Just took a 49 day trip through 12 states, relinquishing control to the All, feeling my first true fall and learning about the energies that exist in life and their impact on me. Energies I ignored because of the familiarity of my surroundings.
In the process, I realized that peace and the Divine were everything if I opened myself up to it. Through opening up, I saw that I could feel all of this because it was already within in me.
On day 50, back in Hawaii, that is when it really hit…
I went to Ala Moana Beach Park to watch the sunset. I was really excited because the Hawaii sunsets are so beautiful and I missed seeing the sun goes past the water. Call me sentimental…
It was epic that day because the full moon was high behind me! I said a prayer and meditated and it felt as though I had come full circle.

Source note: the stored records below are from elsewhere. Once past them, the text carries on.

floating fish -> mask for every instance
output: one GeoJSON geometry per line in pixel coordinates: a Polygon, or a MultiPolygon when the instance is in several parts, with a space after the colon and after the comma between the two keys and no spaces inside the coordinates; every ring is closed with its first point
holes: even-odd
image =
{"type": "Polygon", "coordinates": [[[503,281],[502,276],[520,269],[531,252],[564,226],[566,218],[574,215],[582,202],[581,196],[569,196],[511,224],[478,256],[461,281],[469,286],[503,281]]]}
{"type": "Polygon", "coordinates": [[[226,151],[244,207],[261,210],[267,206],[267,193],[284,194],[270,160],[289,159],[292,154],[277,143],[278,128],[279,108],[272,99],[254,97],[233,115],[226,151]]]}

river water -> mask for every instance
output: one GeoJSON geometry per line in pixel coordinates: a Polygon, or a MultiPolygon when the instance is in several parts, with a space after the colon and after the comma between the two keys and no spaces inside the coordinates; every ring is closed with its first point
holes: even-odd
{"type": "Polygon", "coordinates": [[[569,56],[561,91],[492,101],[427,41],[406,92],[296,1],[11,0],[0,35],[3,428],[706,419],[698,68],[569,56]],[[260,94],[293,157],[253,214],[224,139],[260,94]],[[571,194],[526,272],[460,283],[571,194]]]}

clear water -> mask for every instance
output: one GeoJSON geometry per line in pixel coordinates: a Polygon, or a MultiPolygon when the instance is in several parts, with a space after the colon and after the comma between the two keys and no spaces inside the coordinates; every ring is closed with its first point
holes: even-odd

Three months ago I had the realization that I felt dead inside. I felt that same death three years before, thinking that being with the woman I wanted to share a life with and having a job in something I loved would make it all better. Three months ago I had both and yet that death persisted and it was eating away at me.

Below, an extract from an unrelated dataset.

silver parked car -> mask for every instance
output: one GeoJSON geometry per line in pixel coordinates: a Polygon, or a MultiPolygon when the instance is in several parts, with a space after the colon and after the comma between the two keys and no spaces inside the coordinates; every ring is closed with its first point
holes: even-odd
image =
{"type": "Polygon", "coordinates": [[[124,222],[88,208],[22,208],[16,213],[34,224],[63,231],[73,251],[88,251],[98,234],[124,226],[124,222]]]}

Well, like a river, life can change its course without warning. As the yarn has untangled I have learned to be present, to be grateful for being alive, and happy living minimally. The result showed as I sat there physically alone and felt the power of the moment, the energy of this miracle of my existence, and not wish the moment was any different due to circumstance, job, partner, whatever.

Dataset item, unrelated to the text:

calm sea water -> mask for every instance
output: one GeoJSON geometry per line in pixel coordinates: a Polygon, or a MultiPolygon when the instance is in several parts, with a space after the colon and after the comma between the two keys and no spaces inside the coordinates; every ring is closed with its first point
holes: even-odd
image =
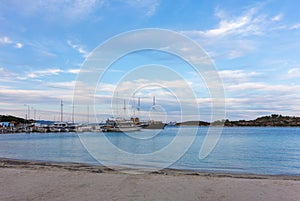
{"type": "MultiPolygon", "coordinates": [[[[183,128],[183,131],[186,135],[183,138],[191,135],[189,127],[183,128]]],[[[145,135],[143,140],[134,140],[120,133],[82,133],[80,136],[94,142],[94,145],[97,140],[106,138],[120,150],[142,155],[172,143],[178,128],[166,127],[155,137],[147,139],[154,132],[157,131],[135,133],[145,135]]],[[[224,128],[215,149],[208,157],[200,160],[199,150],[206,132],[207,128],[199,128],[192,145],[170,168],[202,172],[300,175],[300,128],[224,128]]],[[[1,158],[101,165],[85,147],[86,144],[82,144],[77,133],[0,135],[1,158]]],[[[94,150],[97,149],[94,147],[94,150]]],[[[100,150],[99,154],[106,158],[114,161],[120,159],[116,153],[103,151],[105,147],[100,150]]],[[[154,160],[152,164],[164,163],[165,157],[154,160]]]]}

I am truly grateful for the magical experience I had. It is a long story to tell and maybe I will write it, maybe I won’t but I am content having experienced it for me, what it has given to me. I am eternally grateful for the way in which the Spirit/God/the Buddha-Christ Consciousness/ the All has spoken through all people, creatures, and aspects of life.
I feel like I was given a gift by this trip. People told me I’d meet someone else and fall in love on the trip. I did… I met me and I love that!
And the biggest thing I found, my faith, what I believe , my own creed:
All things are Brahman (God), Aloha ke Akua (God is love), life in its simplest form is energy, all feeling has energy, and the greatest feeling I have ever felt is love. I believe in love.
Love has carried me through the darkest of times and has been there to wink at me in nature, in others, in it all! I believe in love because love has shown me who I am, that I am change, and that I can/will grow and adapt through whatever life throws my way. I believe in love because it showed itself to me in so many ways on this trip and throughout my life. I believe in love because it is through love that I have been able to accept the circumstances and events of my life as they are. I believe in love and it feels amazing to understand what that means to me.
There were some wishes sent my way over this past year and they have opened me up in more ways than you could imagine. There are no words to share what I feel so I’ll keep it short: Thank You.